A chegado após quatro dias tinha como objetivo desmascarar uma falsa crença judaica de que até três dias após a morte, ainda era possível que o defunto voltasse a viver, pois acreditava-se que o espírito do morto ainda sobrevoava ao redor do cadáver. A partir do quarto dia, começava a decomposição e, portanto, o espírito ia embora. Realizando o milagre até o terceiro dia, a “glória do Filho de Deus” não seria manifestada, pois os presentes reconheceriam como algo natural, conforme a crença.
A ida de Jesus teve, portanto, um objetivo muito claro: libertar a comunidade da morte física, por um momento, e principalmente, da doença e morte ideológica, da qual a comunidade estava ameaçada.
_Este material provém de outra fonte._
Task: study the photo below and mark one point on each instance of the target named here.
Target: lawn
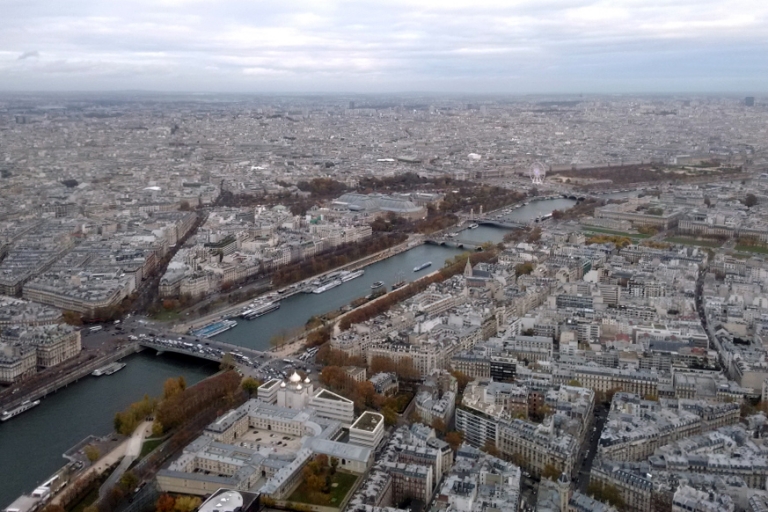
(692, 241)
(752, 248)
(344, 482)
(149, 445)
(612, 232)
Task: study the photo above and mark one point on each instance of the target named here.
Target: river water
(32, 443)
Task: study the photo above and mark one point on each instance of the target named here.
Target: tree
(165, 503)
(186, 503)
(454, 439)
(250, 386)
(92, 453)
(366, 391)
(607, 493)
(534, 235)
(550, 472)
(227, 362)
(518, 459)
(171, 387)
(462, 379)
(129, 481)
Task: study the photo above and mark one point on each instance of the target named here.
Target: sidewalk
(124, 450)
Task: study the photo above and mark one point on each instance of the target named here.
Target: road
(585, 461)
(130, 450)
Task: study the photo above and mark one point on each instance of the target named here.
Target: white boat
(327, 286)
(25, 406)
(348, 276)
(214, 328)
(261, 310)
(108, 369)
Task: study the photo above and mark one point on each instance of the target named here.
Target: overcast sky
(385, 46)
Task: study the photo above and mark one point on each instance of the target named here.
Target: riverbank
(411, 242)
(69, 378)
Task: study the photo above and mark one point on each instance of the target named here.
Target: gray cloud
(27, 55)
(387, 45)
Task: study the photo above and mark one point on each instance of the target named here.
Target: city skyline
(443, 47)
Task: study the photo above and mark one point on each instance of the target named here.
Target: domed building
(295, 393)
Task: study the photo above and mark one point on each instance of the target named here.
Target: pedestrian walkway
(131, 451)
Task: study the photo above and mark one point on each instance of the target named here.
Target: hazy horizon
(491, 47)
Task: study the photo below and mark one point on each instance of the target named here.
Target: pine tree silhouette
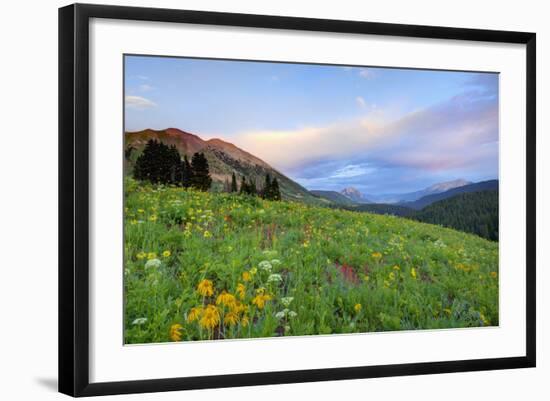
(233, 182)
(201, 179)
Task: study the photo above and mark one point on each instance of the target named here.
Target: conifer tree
(267, 191)
(186, 172)
(201, 179)
(276, 192)
(233, 182)
(244, 186)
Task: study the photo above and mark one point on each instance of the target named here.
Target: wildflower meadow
(214, 266)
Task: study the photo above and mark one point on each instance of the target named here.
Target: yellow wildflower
(231, 319)
(239, 307)
(206, 288)
(485, 321)
(241, 290)
(194, 314)
(226, 299)
(175, 332)
(260, 300)
(210, 317)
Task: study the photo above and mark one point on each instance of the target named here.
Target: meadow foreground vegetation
(204, 266)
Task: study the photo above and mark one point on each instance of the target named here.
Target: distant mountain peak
(445, 186)
(224, 158)
(354, 194)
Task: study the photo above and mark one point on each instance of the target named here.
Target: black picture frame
(74, 198)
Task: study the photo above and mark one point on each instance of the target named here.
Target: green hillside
(202, 265)
(223, 158)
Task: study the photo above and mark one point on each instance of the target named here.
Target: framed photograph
(250, 199)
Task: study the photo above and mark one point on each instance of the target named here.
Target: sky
(380, 130)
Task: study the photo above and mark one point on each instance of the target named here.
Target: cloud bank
(457, 136)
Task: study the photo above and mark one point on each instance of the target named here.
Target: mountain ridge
(224, 159)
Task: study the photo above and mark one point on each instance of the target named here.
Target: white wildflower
(274, 278)
(139, 320)
(265, 265)
(153, 263)
(287, 300)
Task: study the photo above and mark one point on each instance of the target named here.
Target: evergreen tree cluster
(474, 212)
(270, 190)
(162, 164)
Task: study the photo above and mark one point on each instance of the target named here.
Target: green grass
(404, 275)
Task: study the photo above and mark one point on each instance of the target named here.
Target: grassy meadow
(204, 266)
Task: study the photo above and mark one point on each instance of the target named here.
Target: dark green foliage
(276, 192)
(474, 212)
(233, 182)
(162, 164)
(252, 189)
(267, 190)
(244, 186)
(271, 190)
(186, 172)
(491, 185)
(157, 163)
(128, 152)
(201, 179)
(384, 208)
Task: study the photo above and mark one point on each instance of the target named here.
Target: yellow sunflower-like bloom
(206, 288)
(241, 290)
(194, 314)
(175, 332)
(239, 307)
(226, 299)
(231, 319)
(210, 317)
(260, 300)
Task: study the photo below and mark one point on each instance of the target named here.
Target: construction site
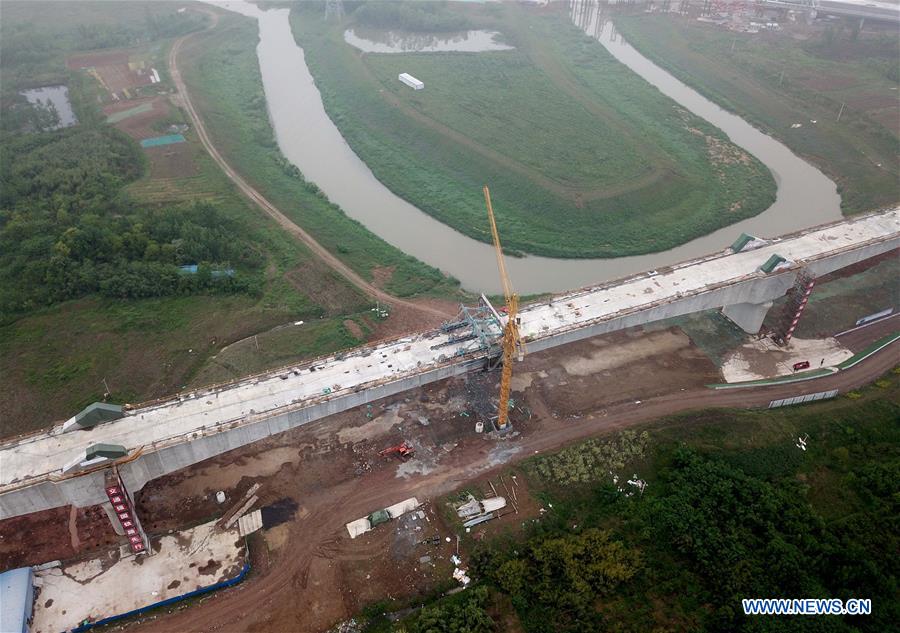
(297, 498)
(222, 480)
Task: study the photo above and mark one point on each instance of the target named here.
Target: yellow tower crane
(512, 341)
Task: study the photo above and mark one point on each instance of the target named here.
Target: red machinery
(402, 450)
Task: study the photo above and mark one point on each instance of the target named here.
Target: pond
(385, 41)
(309, 139)
(58, 98)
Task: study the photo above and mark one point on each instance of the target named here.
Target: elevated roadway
(170, 434)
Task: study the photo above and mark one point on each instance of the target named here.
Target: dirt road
(257, 198)
(289, 593)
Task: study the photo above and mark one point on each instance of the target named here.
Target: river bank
(302, 125)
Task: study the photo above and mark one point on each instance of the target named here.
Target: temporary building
(93, 415)
(411, 81)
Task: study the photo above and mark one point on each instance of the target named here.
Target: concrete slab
(104, 587)
(170, 434)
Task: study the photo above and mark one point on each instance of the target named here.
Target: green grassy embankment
(222, 72)
(861, 152)
(583, 157)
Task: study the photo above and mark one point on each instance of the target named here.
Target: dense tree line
(703, 536)
(67, 230)
(555, 580)
(747, 537)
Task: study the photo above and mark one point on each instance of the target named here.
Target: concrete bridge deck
(167, 435)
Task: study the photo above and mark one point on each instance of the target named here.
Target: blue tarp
(162, 140)
(161, 603)
(16, 600)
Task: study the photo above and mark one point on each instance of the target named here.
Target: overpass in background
(66, 465)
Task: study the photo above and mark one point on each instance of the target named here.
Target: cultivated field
(583, 157)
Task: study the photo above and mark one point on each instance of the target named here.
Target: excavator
(513, 345)
(402, 450)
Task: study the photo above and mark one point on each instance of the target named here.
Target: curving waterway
(309, 139)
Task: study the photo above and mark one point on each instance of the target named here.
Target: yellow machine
(512, 341)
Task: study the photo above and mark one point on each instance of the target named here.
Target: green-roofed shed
(110, 451)
(378, 517)
(771, 263)
(741, 242)
(98, 412)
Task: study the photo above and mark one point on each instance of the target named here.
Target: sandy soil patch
(763, 359)
(612, 356)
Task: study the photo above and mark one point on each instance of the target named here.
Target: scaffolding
(480, 326)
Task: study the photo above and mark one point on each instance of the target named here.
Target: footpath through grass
(583, 157)
(776, 82)
(56, 359)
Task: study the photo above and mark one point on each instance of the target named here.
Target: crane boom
(512, 341)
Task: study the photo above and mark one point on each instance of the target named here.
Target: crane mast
(512, 341)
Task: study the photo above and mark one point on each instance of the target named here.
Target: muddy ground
(317, 478)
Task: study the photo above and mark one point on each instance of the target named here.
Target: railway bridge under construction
(68, 464)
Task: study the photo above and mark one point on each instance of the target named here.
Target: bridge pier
(113, 519)
(747, 316)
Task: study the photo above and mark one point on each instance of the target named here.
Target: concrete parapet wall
(186, 448)
(88, 489)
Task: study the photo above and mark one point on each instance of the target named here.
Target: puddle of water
(309, 139)
(386, 41)
(58, 97)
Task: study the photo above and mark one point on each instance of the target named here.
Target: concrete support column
(113, 519)
(747, 316)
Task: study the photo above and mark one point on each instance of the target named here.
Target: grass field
(222, 71)
(54, 360)
(583, 157)
(861, 152)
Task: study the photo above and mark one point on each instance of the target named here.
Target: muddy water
(309, 139)
(58, 96)
(385, 41)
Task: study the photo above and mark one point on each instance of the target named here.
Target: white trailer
(411, 81)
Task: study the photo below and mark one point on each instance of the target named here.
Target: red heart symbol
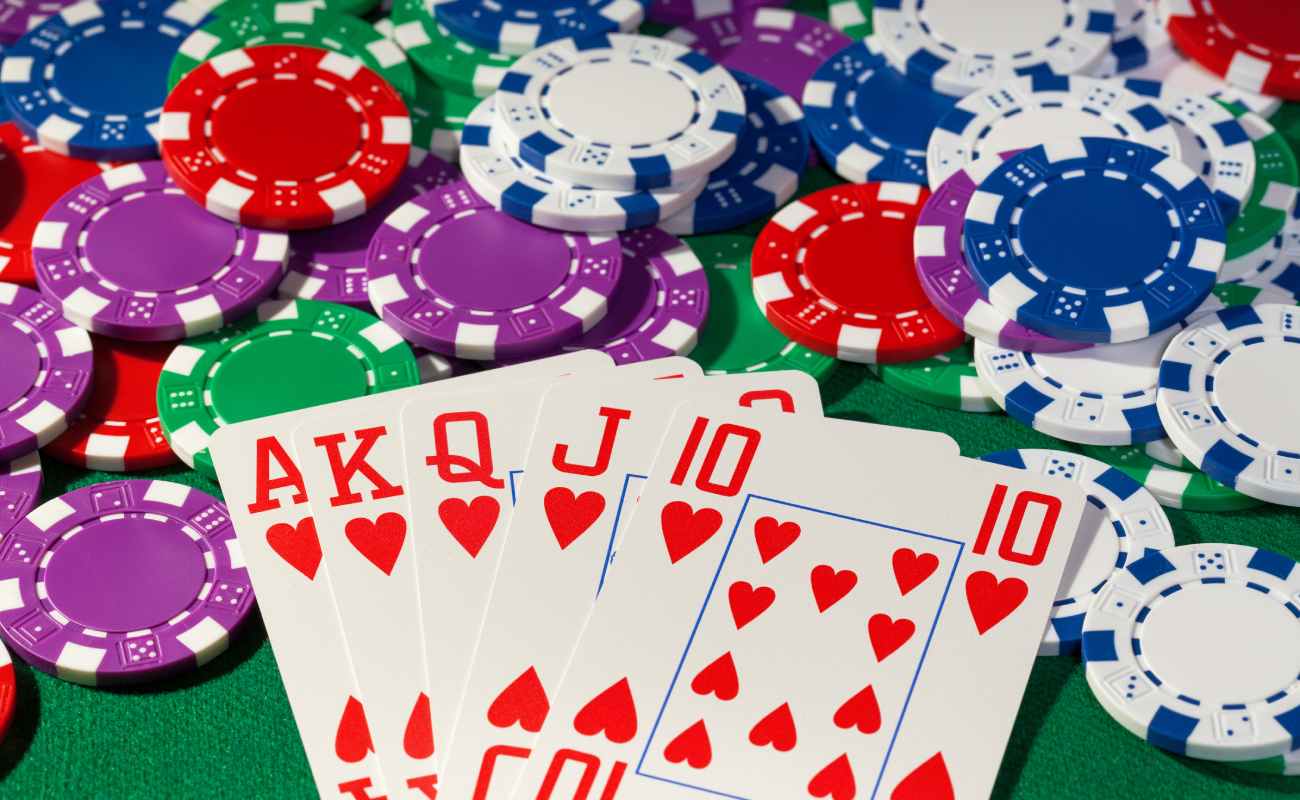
(684, 528)
(718, 678)
(776, 729)
(927, 782)
(352, 738)
(911, 570)
(571, 515)
(690, 746)
(612, 712)
(469, 523)
(521, 703)
(378, 541)
(861, 712)
(831, 586)
(772, 536)
(298, 545)
(888, 635)
(991, 600)
(748, 601)
(835, 781)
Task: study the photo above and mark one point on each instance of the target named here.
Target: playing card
(809, 608)
(593, 442)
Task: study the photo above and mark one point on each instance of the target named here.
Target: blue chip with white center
(1095, 240)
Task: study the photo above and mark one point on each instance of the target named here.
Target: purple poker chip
(329, 263)
(122, 582)
(947, 279)
(47, 371)
(659, 303)
(775, 44)
(20, 488)
(455, 276)
(191, 273)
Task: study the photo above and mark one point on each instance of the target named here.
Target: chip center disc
(183, 253)
(125, 574)
(620, 103)
(505, 264)
(1256, 388)
(1242, 623)
(1092, 232)
(284, 373)
(287, 130)
(21, 363)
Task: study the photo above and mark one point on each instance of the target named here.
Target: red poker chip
(120, 427)
(835, 272)
(34, 178)
(285, 137)
(1255, 46)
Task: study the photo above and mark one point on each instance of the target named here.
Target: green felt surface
(225, 730)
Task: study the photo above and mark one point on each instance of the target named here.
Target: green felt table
(226, 731)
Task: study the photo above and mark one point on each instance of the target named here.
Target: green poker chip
(451, 63)
(284, 357)
(947, 380)
(259, 22)
(737, 337)
(1188, 489)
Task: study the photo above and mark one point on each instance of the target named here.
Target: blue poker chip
(518, 26)
(869, 121)
(1095, 240)
(90, 81)
(765, 171)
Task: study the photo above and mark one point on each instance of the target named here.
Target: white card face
(593, 442)
(809, 608)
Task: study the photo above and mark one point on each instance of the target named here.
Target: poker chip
(1194, 649)
(1030, 111)
(947, 47)
(232, 134)
(774, 44)
(1093, 240)
(869, 121)
(37, 178)
(1249, 44)
(948, 380)
(1122, 524)
(1173, 488)
(190, 275)
(287, 355)
(120, 427)
(762, 174)
(736, 338)
(945, 276)
(519, 26)
(20, 489)
(329, 263)
(47, 371)
(833, 271)
(659, 303)
(89, 81)
(619, 112)
(453, 63)
(302, 24)
(529, 195)
(1225, 398)
(531, 290)
(124, 582)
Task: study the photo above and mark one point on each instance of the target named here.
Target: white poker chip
(1122, 523)
(1026, 112)
(1229, 389)
(620, 112)
(958, 47)
(1196, 649)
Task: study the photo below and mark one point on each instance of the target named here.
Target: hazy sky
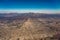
(29, 4)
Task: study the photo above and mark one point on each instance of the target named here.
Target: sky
(30, 5)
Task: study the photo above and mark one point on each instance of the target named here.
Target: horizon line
(29, 10)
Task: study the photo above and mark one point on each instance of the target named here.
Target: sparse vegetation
(30, 27)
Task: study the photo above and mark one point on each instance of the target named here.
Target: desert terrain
(29, 26)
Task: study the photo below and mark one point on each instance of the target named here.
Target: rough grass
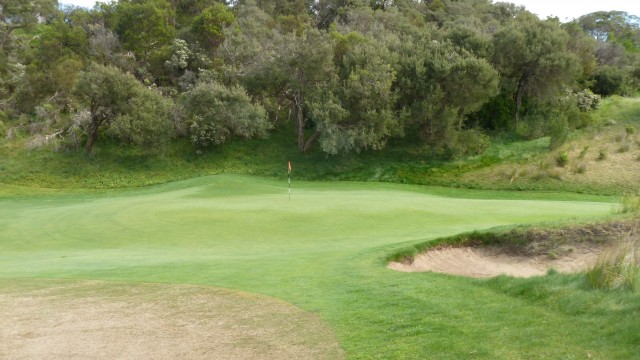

Chamou Lázaro para fora do túmulo (v. 43), ordenando que fosse retirada a pedra (v. 39). A pedra representa aqui, tudo o que separa a vida da morte: o medo, a violência, a opressão e tudo o que a Lei causava de mal no seio da comunidade. Para Jesus, a antiga Lei era sinal de morte.
A ordem “Lázaro, vem para fora” (v. 43) é o convite final que Jesus faz para a liberdade. É necessário “desatar” (v. 44) o ser humano de tudo o que o impede de caminhar livremente em busca da vida plena e da dignidade. É necessário sair dos povoados e dos túmulos para caminhar com Jesus em busca de um mundo novo onde, de fato, reine o amor e a vida triunfe!